Le gouvernement intérimaire du Burkina Faso a annoncé lundi la suspension, pour « activité incompatible avec la loi », du parti de l’ex-président Blaise Compaoré, chassé par la rue fin octobre après 27 ans de règne.
Il s’agit d’une des mesures les plus fortes prises par les autorités de transition, qui ont affiché leur volonté de tourner la page des années Compaoré, et ont aussi annoncé la suspension d’un autre parti et d’une grande association favorables à l’ancien régime.
« Le parti dénommé Congrès pour la démocratie et le progrès est suspendu pour activité incompatible avec la loi », a annoncé Auguste Denise Barry, le ministre de l’Administration territoriale et de la sécurité, dans un arrêté communiqué à la presse.
Le CDP constituait le bras politique de l’ancien régime. Il a remporté toutes les élections depuis sa création en 1996, et disposait à lui seul de la majorité absolue à l’Assemblée nationale depuis les législatives de 2007. Le ministère de l’Administration territoriale (l’équivalent du ministère de l’Intérieur) a également suspendu l’ADF/RDA (Alliance pour la démocratie et la fédération/Rassemblement démocratique), la troisième force politique du pays.
« Ces partis continuaient à se réunir. Ils menaient des activités qui pouvaient amener à des troubles plus graves », a justifié un cadre du ministère.
Mais la mesure, qui ne vise qu’à « éviter des troubles », est « conservatoire », a-t-il insisté. « Ce n’est pas une dissolution. »
L’ADF/RDA, ancienne formation d’opposition, avait rejoint la majorité en 2005. Ce parti a été particulièrement décrié pour avoir soutenu le CDP lors du débat sur la révision de la Constitution burkinabè, qui a précipité la chute de l’ancien président.
Le CDP n’a pas réagi dans l’immédiat à la décision de suspension, mais l’ADF/RDA a dit en « prendre acte ».

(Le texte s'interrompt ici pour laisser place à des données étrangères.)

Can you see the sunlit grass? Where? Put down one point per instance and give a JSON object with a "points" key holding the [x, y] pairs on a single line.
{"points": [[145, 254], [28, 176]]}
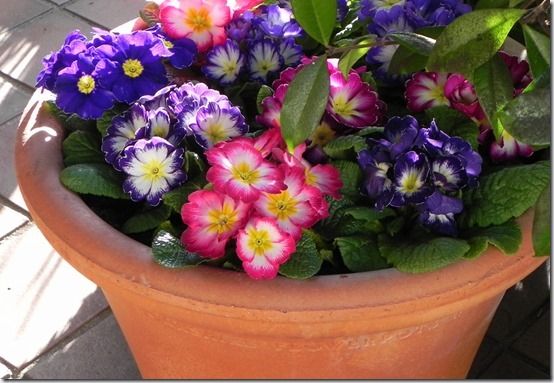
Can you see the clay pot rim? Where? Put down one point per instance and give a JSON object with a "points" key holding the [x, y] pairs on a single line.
{"points": [[108, 257]]}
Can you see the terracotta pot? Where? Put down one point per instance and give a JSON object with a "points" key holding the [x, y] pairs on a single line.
{"points": [[213, 323]]}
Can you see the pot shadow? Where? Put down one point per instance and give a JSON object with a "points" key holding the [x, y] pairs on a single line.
{"points": [[91, 347], [515, 345]]}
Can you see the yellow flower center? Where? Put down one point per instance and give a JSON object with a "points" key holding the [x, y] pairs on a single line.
{"points": [[215, 133], [323, 134], [282, 205], [222, 220], [86, 84], [132, 68], [244, 173], [198, 19], [154, 170], [410, 182], [259, 241]]}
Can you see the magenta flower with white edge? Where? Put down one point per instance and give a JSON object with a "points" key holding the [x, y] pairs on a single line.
{"points": [[352, 102], [224, 63], [153, 167], [263, 247], [292, 208], [215, 124], [239, 170], [212, 219], [202, 21], [426, 90]]}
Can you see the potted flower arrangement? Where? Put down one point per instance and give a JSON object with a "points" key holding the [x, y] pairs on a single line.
{"points": [[336, 169]]}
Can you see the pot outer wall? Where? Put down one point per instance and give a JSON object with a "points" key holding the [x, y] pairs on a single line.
{"points": [[214, 323]]}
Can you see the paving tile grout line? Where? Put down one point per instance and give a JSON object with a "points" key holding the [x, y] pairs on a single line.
{"points": [[88, 325]]}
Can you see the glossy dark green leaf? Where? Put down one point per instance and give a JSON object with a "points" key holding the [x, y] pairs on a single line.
{"points": [[317, 17], [305, 103], [471, 40]]}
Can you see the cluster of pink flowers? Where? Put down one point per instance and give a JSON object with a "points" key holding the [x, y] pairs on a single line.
{"points": [[352, 102], [202, 21], [263, 197], [429, 89]]}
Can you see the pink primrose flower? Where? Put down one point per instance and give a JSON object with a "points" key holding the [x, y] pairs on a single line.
{"points": [[239, 170], [426, 90], [263, 247], [212, 219], [293, 208], [202, 21]]}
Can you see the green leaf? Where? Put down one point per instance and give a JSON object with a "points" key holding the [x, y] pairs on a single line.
{"points": [[82, 147], [505, 237], [541, 224], [538, 50], [360, 254], [415, 42], [305, 262], [494, 88], [486, 4], [527, 117], [177, 197], [305, 103], [420, 257], [505, 194], [95, 179], [471, 40], [146, 220], [316, 17], [168, 251], [351, 176], [265, 91], [351, 57], [342, 146]]}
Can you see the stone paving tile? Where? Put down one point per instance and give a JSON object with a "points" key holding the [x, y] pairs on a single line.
{"points": [[23, 48], [43, 298], [509, 367], [100, 353], [95, 10], [487, 352], [10, 220], [19, 12], [12, 100], [519, 302], [535, 342], [8, 186]]}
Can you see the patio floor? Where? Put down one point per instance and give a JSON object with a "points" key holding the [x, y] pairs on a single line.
{"points": [[56, 324]]}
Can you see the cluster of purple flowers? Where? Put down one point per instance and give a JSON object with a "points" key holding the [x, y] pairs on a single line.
{"points": [[403, 16], [259, 45], [420, 167], [88, 77], [144, 142]]}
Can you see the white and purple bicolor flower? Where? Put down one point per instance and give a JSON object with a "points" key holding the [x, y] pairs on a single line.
{"points": [[215, 124], [153, 167], [411, 172], [224, 63], [124, 130], [438, 213], [264, 60]]}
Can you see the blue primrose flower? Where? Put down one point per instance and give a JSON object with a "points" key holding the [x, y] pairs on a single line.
{"points": [[140, 70], [78, 87], [152, 168], [215, 124], [264, 60], [224, 63], [124, 130]]}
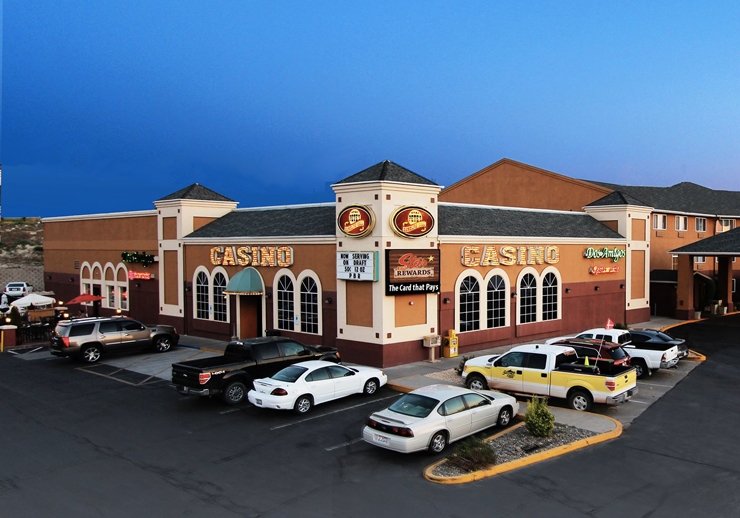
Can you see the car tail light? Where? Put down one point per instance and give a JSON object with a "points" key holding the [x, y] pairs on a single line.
{"points": [[395, 430]]}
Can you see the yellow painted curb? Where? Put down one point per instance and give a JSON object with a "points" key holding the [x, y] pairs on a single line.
{"points": [[526, 461]]}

« On a demandé à tous les militants de suspendre toutes les activités politiques en province et à Ouagadougou », a indiqué Diao Koné, premier vice-président de l’ADF/RDA. Une telle mesure, selon la loi, ne devrait pas excéder « trois mois », a-t-il assuré.
Le ministère de l’Administration territoriale a aussi annoncé la suspension de la Fédération associative pour la paix et le progrès avec Blaise Compaoré (Fedap-BC), qui était le fer de lance du pouvoir Compaoré au sein de la société civile.

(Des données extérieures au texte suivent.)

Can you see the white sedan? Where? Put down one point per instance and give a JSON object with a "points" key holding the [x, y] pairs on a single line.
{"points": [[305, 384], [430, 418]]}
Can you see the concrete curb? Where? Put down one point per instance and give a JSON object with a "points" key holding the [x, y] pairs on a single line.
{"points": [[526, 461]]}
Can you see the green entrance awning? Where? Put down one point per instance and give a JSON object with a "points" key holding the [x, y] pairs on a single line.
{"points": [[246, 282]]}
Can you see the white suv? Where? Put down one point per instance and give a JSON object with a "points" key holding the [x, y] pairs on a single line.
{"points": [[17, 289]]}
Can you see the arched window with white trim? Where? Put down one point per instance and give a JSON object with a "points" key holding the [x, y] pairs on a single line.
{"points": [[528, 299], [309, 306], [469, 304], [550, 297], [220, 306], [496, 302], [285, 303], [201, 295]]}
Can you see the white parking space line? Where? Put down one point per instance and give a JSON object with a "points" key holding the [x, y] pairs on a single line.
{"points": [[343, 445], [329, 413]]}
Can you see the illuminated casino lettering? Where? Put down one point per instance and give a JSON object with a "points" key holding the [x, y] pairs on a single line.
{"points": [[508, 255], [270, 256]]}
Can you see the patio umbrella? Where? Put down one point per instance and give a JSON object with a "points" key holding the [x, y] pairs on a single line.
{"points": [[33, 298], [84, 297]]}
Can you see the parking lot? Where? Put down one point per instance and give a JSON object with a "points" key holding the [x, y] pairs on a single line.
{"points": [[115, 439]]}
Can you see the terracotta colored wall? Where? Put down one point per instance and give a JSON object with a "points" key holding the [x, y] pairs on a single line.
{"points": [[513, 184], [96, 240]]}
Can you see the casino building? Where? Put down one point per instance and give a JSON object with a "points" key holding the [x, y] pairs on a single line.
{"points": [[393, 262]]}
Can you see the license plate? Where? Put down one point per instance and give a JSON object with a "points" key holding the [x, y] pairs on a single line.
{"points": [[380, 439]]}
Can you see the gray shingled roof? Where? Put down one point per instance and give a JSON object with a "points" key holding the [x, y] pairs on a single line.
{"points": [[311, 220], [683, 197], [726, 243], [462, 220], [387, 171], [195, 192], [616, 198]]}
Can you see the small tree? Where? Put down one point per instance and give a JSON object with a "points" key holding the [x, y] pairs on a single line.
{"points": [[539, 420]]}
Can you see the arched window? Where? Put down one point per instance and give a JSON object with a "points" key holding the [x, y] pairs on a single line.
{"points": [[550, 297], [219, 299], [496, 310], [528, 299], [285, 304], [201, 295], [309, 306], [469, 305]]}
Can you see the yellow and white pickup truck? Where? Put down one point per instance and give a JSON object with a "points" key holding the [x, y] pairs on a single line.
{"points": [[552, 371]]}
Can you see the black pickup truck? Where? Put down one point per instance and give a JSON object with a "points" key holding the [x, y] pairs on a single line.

Blaise Compaoré a été renversé le 31 octobre, pour avoir voulu modifier la Loi fondamentale afin de se maintenir au pouvoir dans ce pays pauvre du Sahel, qu’il dirigeait depuis un putsch en 1987.

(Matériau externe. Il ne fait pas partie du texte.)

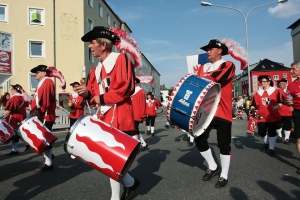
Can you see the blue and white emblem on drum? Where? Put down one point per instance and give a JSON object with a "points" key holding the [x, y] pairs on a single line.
{"points": [[193, 103]]}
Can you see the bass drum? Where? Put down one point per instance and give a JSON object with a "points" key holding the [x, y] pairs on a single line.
{"points": [[101, 146], [193, 104]]}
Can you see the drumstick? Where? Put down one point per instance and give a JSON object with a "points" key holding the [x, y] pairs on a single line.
{"points": [[87, 103]]}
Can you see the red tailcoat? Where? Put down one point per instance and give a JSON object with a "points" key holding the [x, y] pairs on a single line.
{"points": [[16, 105], [116, 78], [44, 100], [221, 72], [139, 104], [264, 100], [151, 106], [294, 89], [78, 105]]}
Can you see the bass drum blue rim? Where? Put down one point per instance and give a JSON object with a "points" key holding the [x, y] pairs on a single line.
{"points": [[72, 130]]}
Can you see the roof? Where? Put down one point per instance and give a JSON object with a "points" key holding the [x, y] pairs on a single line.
{"points": [[294, 25], [268, 65]]}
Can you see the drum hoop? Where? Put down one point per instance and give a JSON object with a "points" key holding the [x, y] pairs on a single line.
{"points": [[206, 89], [174, 93]]}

Le siège du CDP à Ouagadougou avait été incendié le 30 octobre durant l’insurrection populaire qui a balayé le régime. Le chef du parti, Assimi Kouanda, avait été interpellé, puis relâché.
Les autorités de transition, en place jusqu’à des élections présidentielle et législatives prévues en novembre 2015, ont multiplié les signaux pour marquer une rupture avec l’ancien régime.
Les conseils municipaux et régionaux, dans lesquels CDP et ADF/RDA étaient majoritaires, ont été dissous mi-novembre.
Dans le domaine économique, des mesures ont été prises à l’encontre du clan Compaoré, dont la gestion « patrimoniale » du Burkina Faso était vilipendée par la société civile et l’opposition d’alors.
Deux directeurs de sociétés publiques ont été limogés en novembre, et la nationalisation d’une entreprise immobilière appartenant à la richissime belle-mère de François Compaoré, frère cadet de l’ancien président, a été annoncée samedi.